I. Ausgangssituation

In der Fachdiskussion wird teilweise bemängelt, dass die relevanten umgangsrechtlichen Bestimmungen der §§ 1626, 1684 und 1685 BGB nicht ausreichend zwischen Kindern aus Trennungsfamilien und fremd untergebrachten Kindern differenzieren1. Pflegekinder waren, anders als Kinder nach Trennung und Scheidung der Eltern, defizitären Erziehungsbedingungen und Gefährdungen in der Herkunftsfamilie ausgesetzt, was auch bei Umgangsregelungen Berücksichtigung finden muss.

Probleme bei der Beurteilung der Frage, ob Pflegekinder und leibliche Eltern nach einer Unterbringung von ihrem wechselseitig bestehenden Recht auf Umgang Gebrauch machen können, entstehen jedoch nicht durch unzureichende gesetzliche Vorgaben, auch wenn bei den Neuregelungen des Umgangs im Rahmen der Kindschaftsrechtsreform vor allem die Trennungs- und Scheidungssituation von Eltern im Zentrum der Betrachtung stand.

§ 1684 IV BGB eröffnet dem Familiengericht ausreichend die Möglichkeit, den Umgang von Eltern mit ihren getrennt lebenden (Pflege-)Kindern für längere Zeit oder auf Dauer einzuschränken oder auszuschließen, wenn andernfalls das Wohl des Kindes gefährdet wäre. Es bedarf aber einer größeren Sensibilisierung der am familiengerichtlichen Verfahren Beteiligten für die spezifische Situation des Pflegekindes mit dem Ziel einer präziseren Bewertung des Einzelfalls.

Gleiches gilt für den Umgang des in einer Pflegefamilie lebenden Kindes mit anderen Bezugspersonen, etwa Großeltern oder Geschwistern, der allerdings nur stattfinden soll, wenn dies dem Wohl des Kindes dient, also nach § 1685 BGB einer niedrigeren Ausschlussschwelle unterliegt.

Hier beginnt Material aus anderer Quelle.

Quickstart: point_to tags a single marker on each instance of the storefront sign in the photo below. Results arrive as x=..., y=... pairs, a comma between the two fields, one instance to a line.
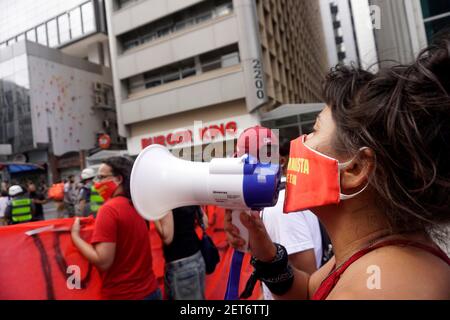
x=206, y=134
x=195, y=134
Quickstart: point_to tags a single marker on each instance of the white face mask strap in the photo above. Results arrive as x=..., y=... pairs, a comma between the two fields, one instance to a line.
x=351, y=196
x=344, y=165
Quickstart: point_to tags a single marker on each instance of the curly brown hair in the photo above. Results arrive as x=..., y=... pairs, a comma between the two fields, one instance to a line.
x=403, y=115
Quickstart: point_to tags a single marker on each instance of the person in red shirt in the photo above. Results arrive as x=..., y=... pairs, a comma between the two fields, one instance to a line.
x=120, y=245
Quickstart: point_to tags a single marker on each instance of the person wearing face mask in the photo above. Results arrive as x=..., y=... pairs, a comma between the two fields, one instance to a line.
x=120, y=246
x=375, y=171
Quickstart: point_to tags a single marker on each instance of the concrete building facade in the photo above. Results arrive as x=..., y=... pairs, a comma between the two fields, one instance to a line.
x=222, y=63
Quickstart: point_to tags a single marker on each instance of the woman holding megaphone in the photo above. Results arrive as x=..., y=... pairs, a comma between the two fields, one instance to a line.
x=376, y=172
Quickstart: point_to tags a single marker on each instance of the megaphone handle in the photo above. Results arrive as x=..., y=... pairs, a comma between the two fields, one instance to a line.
x=243, y=231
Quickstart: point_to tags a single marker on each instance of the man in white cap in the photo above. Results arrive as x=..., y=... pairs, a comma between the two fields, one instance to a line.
x=89, y=199
x=21, y=208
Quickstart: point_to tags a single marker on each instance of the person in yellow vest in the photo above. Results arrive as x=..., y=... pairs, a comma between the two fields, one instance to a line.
x=21, y=209
x=89, y=199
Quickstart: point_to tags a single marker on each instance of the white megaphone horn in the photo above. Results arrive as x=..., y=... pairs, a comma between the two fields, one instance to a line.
x=160, y=182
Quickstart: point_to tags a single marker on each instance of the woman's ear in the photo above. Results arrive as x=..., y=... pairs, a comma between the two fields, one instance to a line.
x=119, y=179
x=356, y=176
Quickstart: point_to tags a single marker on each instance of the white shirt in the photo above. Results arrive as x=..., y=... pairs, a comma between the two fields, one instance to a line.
x=297, y=231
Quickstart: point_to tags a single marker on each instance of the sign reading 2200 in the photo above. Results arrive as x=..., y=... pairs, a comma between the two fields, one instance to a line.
x=259, y=80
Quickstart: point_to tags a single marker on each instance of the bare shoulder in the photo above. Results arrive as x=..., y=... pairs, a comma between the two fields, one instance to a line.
x=317, y=277
x=395, y=273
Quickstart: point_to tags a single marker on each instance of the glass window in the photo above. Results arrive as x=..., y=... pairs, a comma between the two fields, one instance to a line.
x=188, y=72
x=42, y=34
x=88, y=17
x=52, y=31
x=229, y=60
x=11, y=41
x=163, y=32
x=75, y=23
x=435, y=26
x=124, y=3
x=211, y=65
x=64, y=28
x=31, y=35
x=433, y=8
x=151, y=83
x=21, y=37
x=204, y=17
x=224, y=10
x=171, y=77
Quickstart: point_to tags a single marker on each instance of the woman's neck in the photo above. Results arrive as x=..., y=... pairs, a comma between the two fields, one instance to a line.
x=352, y=226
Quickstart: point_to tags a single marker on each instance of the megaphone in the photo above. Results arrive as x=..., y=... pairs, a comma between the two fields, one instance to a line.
x=160, y=182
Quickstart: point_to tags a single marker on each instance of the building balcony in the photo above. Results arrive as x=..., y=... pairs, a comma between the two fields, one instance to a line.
x=69, y=31
x=142, y=12
x=214, y=87
x=180, y=46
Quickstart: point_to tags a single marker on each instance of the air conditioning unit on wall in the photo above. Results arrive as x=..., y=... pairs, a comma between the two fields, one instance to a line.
x=98, y=86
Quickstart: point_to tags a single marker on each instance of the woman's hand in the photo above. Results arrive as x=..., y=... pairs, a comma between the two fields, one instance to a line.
x=260, y=245
x=76, y=227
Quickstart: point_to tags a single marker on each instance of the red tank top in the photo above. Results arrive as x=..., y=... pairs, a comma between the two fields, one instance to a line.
x=330, y=282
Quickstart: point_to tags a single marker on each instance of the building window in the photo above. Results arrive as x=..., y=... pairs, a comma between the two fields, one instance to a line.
x=198, y=14
x=31, y=35
x=436, y=16
x=75, y=23
x=124, y=3
x=64, y=28
x=88, y=14
x=52, y=30
x=222, y=58
x=42, y=34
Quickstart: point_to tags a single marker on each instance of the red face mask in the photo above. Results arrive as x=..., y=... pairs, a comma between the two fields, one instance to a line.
x=106, y=189
x=313, y=179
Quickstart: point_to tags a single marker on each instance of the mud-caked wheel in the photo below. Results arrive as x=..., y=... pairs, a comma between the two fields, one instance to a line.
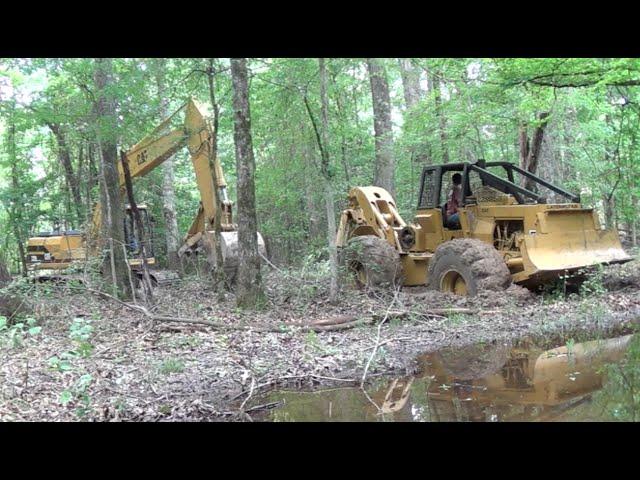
x=371, y=261
x=466, y=267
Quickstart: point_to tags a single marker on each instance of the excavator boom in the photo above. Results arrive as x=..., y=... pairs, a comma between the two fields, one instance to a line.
x=163, y=142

Um unzutreffenden Verallgemeinerungen vorzubeugen, erscheint es notwendig, einige Differenzierungen vorzunehmen: Nicht jeder Unterbringung eines Kindes in einer Pflegefamilie geht eine Kindeswohlgefährdung voraus. Eine erste Gruppe von Eltern, oft Alleinerziehende, geben ihr Kind selbst in Pflege, wenn ihre derzeitige persönliche Situation eine adäquate Erziehung nicht zulässt. Ein solches Handeln ist angemessen und verantwortungsvoll, wenn nur so einer mangelnden Versorgung des Kindes vorgebeugt werden kann. Nicht selten entstehen derartige Pflegeverhältnisse im engeren Verwandtschaftskreis. Bei gegebener Kindeswohlgefährdung ermächtigt eine zweite Gruppe von Eltern das Jugendamt, das Kind unterzubringen. Eine dritte Gruppe schließlich kooperiert nicht, worauf das Jugendamt nach § 50 III SGB VIII das Familiengericht informiert und dieses den Eltern das Sorgerecht oder einen Teilbereich auf der Grundlage der §§ 1666, 1666a BGB entzieht.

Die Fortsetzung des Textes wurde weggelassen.